Monday, February 17, 2014
At the age of 93, my mother-in-law, who lives alone, fell and broke her ankle in three places. We knew that after her hospitalization, she would need to be in a rehabilitation facility until, hopefully, she regained mobility.
But on her first full day in the hospital we received terrible news: my mother-in-law was under observation rather than admitted, and thus was considered to be an outpatient. What this meant, was that she would incur co-payments for doctors’ fees and hospital services and would have to pay for the many drugs she ordinarily takes at home that were now being provided by the hospital. Worst of all, my mother-in-law would not be eligible for Medicare coverage for her follow-up rehab care in a nursing home because Medicare patients must spend three consecutive days as admitted patients in a hospital to be eligible for such coverage. In some sense, we were lucky to find out that she was only under observation, because hospitals are under no obligation to inform patients of this consequential fact. After much begging and pleading, the hospital admitted her, much to our relief.
Recently, the Centers for Medicare and Medicaid Services issued its “two midnight rule,” which will be enforced starting in October of 2014. The rule establishes that doctors should admit patients if they expect their stays to last through two midnights, but to list those expected to stay for less time as being under observation. Many have criticized this rule as arbitrary because it will advantage individuals who arrive shortly before midnight (they are more likely to stay a second midnight) and disadvantage those who arrive shortly after midnight, but the rule, at least, provides some clarity.
Were my mother-in-law’s financial concerns over once she was admitted? Far from it. Patients who meet Medicare requirements can receive 20 days of free nursing home care per benefit period and then pay a daily co-pay for days 21-100 (up to $152 per day in 2014), after which no Medicare funds are available until the next benefit period. Those who “spend down” their assets may meet Medicaid eligibility for full nursing home benefits. But “spending down” is a fairly literal term and requires one to drain most assets other than one’s home, personal effects, and vehicle. Detailed guidelines determine Medicaid eligibility, but typically, single people must have no more than $2,000 in “countable resources” (cash, financial accounts, stocks, bonds, available assets in trust).
Would long term care insurance have been an appropriate solution for my mother-in-law? The answer is not obvious. Had she purchased a policy with a 60-day deductible at age 70, she may well have paid over $3500 in annual premiums. Before she needed any benefits, she would have paid $80,500 in premiums, an amount that is unaffordable for many. Because most policies have deductibles as well as limits on daily and lifetime expenditures, they often do not turn out to be a prudent purchase.

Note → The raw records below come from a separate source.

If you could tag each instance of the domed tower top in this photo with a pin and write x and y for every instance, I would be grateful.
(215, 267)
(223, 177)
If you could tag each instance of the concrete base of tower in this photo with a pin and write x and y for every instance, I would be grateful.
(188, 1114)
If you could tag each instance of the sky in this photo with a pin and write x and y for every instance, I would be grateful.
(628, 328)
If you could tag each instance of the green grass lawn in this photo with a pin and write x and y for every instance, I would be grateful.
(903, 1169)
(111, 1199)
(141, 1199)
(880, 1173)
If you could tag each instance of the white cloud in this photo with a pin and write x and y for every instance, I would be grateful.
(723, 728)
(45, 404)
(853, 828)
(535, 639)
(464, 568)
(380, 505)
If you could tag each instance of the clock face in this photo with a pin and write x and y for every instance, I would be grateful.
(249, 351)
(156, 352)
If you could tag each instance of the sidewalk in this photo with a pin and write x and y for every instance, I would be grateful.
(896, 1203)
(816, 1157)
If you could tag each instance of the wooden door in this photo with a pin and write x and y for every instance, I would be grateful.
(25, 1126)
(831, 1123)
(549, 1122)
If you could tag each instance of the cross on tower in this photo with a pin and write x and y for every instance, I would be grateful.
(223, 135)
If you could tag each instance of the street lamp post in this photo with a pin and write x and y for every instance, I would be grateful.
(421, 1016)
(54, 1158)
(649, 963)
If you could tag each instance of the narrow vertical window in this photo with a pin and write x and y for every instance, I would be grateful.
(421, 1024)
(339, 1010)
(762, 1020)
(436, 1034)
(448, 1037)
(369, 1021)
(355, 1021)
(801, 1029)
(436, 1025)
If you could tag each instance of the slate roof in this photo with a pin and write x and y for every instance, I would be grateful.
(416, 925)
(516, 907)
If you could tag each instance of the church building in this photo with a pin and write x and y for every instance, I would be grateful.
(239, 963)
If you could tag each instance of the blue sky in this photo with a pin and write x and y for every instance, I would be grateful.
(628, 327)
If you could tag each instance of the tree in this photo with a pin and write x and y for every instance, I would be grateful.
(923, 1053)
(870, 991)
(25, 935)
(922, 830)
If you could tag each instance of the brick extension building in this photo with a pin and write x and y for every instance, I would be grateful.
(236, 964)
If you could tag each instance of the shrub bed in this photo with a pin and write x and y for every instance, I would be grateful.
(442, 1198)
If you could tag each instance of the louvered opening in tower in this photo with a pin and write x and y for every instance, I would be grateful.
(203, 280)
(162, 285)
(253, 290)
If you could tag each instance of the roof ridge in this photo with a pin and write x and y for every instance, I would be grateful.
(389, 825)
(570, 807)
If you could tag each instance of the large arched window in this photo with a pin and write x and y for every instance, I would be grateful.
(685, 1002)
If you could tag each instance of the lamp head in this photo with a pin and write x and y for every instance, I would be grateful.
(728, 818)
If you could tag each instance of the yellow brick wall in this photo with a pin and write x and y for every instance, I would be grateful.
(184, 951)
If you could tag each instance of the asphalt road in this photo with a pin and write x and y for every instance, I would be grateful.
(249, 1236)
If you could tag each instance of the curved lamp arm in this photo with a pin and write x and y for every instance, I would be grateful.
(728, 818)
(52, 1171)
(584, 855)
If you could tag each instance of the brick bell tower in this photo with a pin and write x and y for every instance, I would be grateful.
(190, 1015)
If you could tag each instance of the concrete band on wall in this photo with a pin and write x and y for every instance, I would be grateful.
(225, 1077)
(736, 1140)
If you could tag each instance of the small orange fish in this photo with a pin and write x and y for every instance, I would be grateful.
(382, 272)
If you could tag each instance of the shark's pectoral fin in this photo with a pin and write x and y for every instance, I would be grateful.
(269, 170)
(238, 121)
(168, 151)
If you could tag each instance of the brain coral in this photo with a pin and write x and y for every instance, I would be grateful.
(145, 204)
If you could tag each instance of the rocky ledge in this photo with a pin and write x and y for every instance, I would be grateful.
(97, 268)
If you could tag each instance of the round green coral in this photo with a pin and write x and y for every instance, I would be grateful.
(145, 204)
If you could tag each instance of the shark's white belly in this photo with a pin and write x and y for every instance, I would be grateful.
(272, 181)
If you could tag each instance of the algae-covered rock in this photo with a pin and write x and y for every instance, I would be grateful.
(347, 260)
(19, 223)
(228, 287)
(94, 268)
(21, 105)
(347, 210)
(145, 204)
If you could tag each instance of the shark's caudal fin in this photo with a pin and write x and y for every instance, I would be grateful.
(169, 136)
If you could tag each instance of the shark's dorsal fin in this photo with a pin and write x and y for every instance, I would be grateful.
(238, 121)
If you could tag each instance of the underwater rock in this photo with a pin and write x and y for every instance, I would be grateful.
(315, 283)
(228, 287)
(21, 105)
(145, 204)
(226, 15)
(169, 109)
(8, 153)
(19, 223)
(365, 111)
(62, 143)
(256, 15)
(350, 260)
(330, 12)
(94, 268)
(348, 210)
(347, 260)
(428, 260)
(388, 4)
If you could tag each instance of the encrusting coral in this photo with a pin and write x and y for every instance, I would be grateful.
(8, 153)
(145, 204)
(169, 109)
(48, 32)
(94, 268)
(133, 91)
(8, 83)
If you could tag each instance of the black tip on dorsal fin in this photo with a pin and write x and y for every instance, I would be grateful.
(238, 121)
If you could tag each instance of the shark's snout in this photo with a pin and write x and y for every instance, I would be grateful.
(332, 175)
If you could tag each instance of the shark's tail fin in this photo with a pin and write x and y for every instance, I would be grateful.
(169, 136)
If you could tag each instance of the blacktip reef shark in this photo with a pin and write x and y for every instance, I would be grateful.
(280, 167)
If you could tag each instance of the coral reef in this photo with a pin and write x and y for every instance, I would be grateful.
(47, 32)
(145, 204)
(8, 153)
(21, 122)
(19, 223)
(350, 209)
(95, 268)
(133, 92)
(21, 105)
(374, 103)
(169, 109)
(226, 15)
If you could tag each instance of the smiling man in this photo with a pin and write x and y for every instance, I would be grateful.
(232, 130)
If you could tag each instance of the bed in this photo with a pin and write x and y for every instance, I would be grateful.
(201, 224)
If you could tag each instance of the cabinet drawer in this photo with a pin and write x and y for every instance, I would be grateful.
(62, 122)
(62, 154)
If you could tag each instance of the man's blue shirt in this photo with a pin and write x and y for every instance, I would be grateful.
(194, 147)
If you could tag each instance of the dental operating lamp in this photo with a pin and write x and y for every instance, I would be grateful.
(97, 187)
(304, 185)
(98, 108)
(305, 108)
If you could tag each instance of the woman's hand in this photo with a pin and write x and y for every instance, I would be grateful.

Like my mother-in-law, many elderly individuals worked hard during their lives to build modest savings that they fervently wish to pass on to their children as an inheritance. Yet, a fall or other forms of mental and physical frailty that require long term care can quickly become financially ruinous and shatter any hope of fulfilling this final goal.
Offering solutions to this problem is well beyond the scope of this blog posting. But our complicated and costly health care system should do better for our most frail and elderly. No one deserves to die impoverished simply because she suffered a fall.